【ニューヨーク=平田雄介】国連は22日、国連パレスチナ難民救済事業機関(UNRWA)の組織的中立性や活動の妥当性に関する評価報告書を公表した。職員が交流サイト(SNS)に政治的見解を表明したり、UNRWAの運営する学校の教科書が政治的に偏った主張を記載していたりしたと指摘し、直ちに改善が必要だと提言した。
イスラエルが1月、UNRWA職員がイスラム原理主義組織ハマスによる昨年10月のテロ攻撃に参加したと国連に通報したことを受け、グテレス国連事務総長が中立性に関する評価をフランスのコロナ前外相に依頼していた。グテレス氏はテロ攻撃への加担については国連内部監査部(OIOS)に調査を指示した。

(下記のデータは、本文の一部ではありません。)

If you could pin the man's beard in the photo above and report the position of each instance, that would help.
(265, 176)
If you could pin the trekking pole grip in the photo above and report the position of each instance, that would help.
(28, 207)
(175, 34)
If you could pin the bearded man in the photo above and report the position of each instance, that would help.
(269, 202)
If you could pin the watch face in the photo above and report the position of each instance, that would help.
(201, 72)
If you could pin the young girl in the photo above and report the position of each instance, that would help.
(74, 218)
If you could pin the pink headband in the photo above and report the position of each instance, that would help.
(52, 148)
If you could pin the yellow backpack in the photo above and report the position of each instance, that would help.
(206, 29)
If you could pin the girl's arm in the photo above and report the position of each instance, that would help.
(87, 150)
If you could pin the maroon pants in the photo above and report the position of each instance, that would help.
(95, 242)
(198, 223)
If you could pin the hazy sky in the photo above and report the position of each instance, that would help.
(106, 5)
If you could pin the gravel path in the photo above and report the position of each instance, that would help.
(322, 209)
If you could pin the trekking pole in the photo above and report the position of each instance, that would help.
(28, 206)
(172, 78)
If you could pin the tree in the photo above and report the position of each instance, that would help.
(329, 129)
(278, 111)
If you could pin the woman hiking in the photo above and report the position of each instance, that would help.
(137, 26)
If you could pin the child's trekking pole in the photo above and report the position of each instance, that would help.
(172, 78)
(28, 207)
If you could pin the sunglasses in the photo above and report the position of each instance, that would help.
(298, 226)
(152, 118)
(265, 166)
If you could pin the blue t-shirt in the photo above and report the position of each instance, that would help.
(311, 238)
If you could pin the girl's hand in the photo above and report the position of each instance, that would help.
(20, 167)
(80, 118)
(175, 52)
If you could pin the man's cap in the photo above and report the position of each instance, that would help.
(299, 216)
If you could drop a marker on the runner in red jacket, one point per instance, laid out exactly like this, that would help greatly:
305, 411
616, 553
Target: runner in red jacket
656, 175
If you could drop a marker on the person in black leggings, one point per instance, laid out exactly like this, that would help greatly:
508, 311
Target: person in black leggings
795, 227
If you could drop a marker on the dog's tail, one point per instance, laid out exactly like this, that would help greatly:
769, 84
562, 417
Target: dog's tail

報告書は、UNRWAについて「他の国連機関と比べると中立性を順守する強固な枠組みがある」と評価する一方、改善すべき問題点は「しつこく残っている」と指摘。職員組合が政治化して管理職を脅し、UNRWAの活動を阻害しているなどとして、国連職員として求められる「規律の強化」など50項目に上る改善策の実行を求めた。
他方、イスラエルが3月にUNRWA職員の多くがテロ組織のメンバーだと訴えたことについて、コロナ氏は22日の記者会見で「イスラエルから証拠の提供はいまだにない」と述べた。
グテレス氏は改善策を実行することでUNRWAに資金を拠出する加盟国の理解を得て、パレスチナ難民の救済事業を続ける考え。イスラエルの通報後、日本を含む16カ国が計4億5千万ドル(約700億円)の資金拠出を一時停止した。